おかしい。なんか俺の声も高くなってる。まるで声変わりする前のような………。

「すまないね。君には異世界へ行ってもらうよ。」

………?なんか声がする。

「ああ、まだ姿を形成していないね。…………ほら、これで見えるかな?」

突然僕の目の前に美丈夫があらわれた。その人は透き通るような透明に近い目をしていて手には不思議な懐中時計を持っていた。

「………なんかおかしなひと、あらわれたな。」

俺はポカーンとしながらそう言うと、目の前の人はショックを受けた顔をした。

「え………。私はこの姿を結構気に入っていたんだけど………そんなにおかしく見えるかな。」

「うん。すごいみえるね。おれ、いままでそんなめのひとみたことないもん。それに………いまどきかいちゅうどけいなんてもってないよ。」

俺の目の前にいる人にそう言うと、何故か少し笑いながら俺の頭を撫でた。
…………ん?撫でた?

「私がそんな率直な物言いをされたことなんて何年ぶりかな?ますます気になるね………うん、それにこれほどまでに秘められた素質ね。やっぱり君には異世界へ渡って欲しいな。」

…………異世界?さっきからこの不思議な人は異世界って言ってるけどどういうことなんだ?

「まあ、そう思うよね。君には異世界へ渡ってもらって世界を豊かにしてほしいんだよ。」

ん?………は!?もしかして心が読めるのか!?

「私は一応神様だよ。人の心も読めないんじゃそれはもはや神の名を騙った詐欺師だよ。」

…………まじか。
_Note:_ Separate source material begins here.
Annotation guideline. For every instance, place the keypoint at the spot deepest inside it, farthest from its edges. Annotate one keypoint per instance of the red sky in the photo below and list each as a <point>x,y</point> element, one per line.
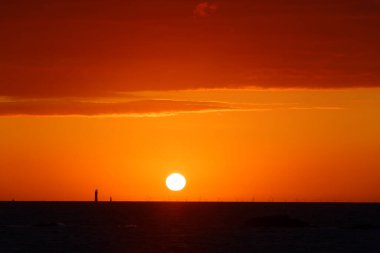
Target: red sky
<point>97,48</point>
<point>271,99</point>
神が実在するなんて信じられないや。今も半分信じてないけど。
てゆうかお祖母ちゃんが怪しい人には近づくなって言ってたし。

俺はそろそろと距離を取っていくと目の前の神様?は慌てたように喋り始めた。

「あ!ほら、異世界に行くならバランスが崩れない程度のアイテムとかあげられるし、それに、えーっと………本!今なら原初の魔導書グリモアもあげちゃう大サービスだよ!どう?剣と魔法の異世界に行きたくなった?」

「うーん………グリモアみたいなものにはきょうみがある………けどいやですな。」

俺は流行りの異世界になんて行きたくない。確かに冒険とか心躍るものがあるけど現実は絶対に違う筈。まず剣と魔法の世界は文明が遅れてるはず。文明利器に慣れてる俺が自力で生活できるとは思えないな。
何より飯。男子高校生の俺はどれだけ食べても少しすれば腹がすくのだ。そんななかでラーメンとかポテチがないと死んでしまう。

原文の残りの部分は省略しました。